Run three programs that fault 40MB. To do that, you need to use mmap:
(void)mmap(NULL, 40 << 20, PROT_READ|PROT_WRITE,
MAP_PRIVATE|MAP_ANONYMOUS|MAP_POPULATE, 0, 0);
Have it stall after populating the memory:
for (;;);
> > > @@ -1576,6 +1576,7 @@ static bool mem_cgroup_out_of_memory(struct mem_cgroup *memcg, gfp_t gfp_mask,
> > > */
> > > ret = should_force_charge() || out_of_memory(&oc);
> > > mutex_unlock(&oom_lock);
> > > + schedule_timeout_killable(1);
> > > return ret;
> > > }
> > >
> >
> > If current was process chosen for oom kill, this would actually induce the
> > problem, not fix it.
> >
>
> Why? Memcg OOM path allows using forced charge path if should_force_charge() == true.
>
> Since your lockup report
>
> Call Trace:
> shrink_node+0x40d/0x7d0
> do_try_to_free_pages+0x13f/0x470
> try_to_free_mem_cgroup_pages+0x16d/0x230
> try_charge+0x247/0xac0
> mem_cgroup_try_charge+0x10a/0x220
> mem_cgroup_try_charge_delay+0x1e/0x40
> handle_mm_fault+0xdf2/0x15f0
> do_user_addr_fault+0x21f/0x420
> page_fault+0x2f/0x40
>
> says that allocating thread was calling try_to_free_mem_cgroup_pages() from try_charge(),
> allocating thread must be able to reach mem_cgroup_out_of_memory() from mem_cgroup_oom()

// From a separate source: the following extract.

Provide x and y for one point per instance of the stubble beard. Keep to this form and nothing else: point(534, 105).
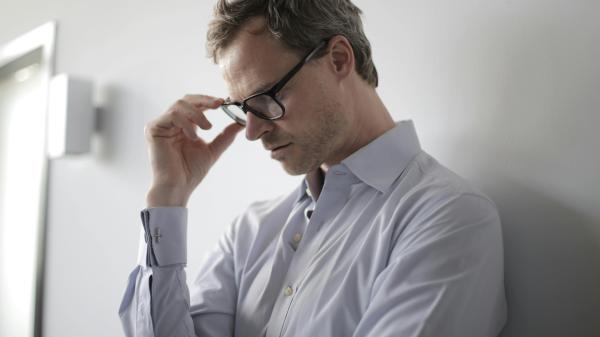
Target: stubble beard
point(319, 142)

> from try_charge(). And actually
>
> Memory cgroup out of memory: Killed process 808 (repro) total-vm:41944kB, anon-rss:35344kB, file-rss:504kB, shmem-rss:0kB, UID:0 pgtables:108kB oom_score_adj:0
>
> says that allocating thread did reach mem_cgroup_out_of_memory(). Then, allocating thread
> must be able to sleep at mem_cgroup_out_of_memory() if schedule_timeout_killable(1) is
> mem_cgroup_out_of_memory().
>
> Also, if current process was chosen for OOM-kill, current process will be able to leave
> try_charge() due to should_force_charge() == true, won't it?
>
> Thus, how can "this would actually induce the problem, not fix it." happen?
The entire issue is that the victim never gets a chance to run because the
allocator doesn't give it a chance to run on an UP system. Your patch is
broken because if the victim is current, you've lost your golden
opportunity to actually exit and ceded control to the allocator that will
now starve the victim.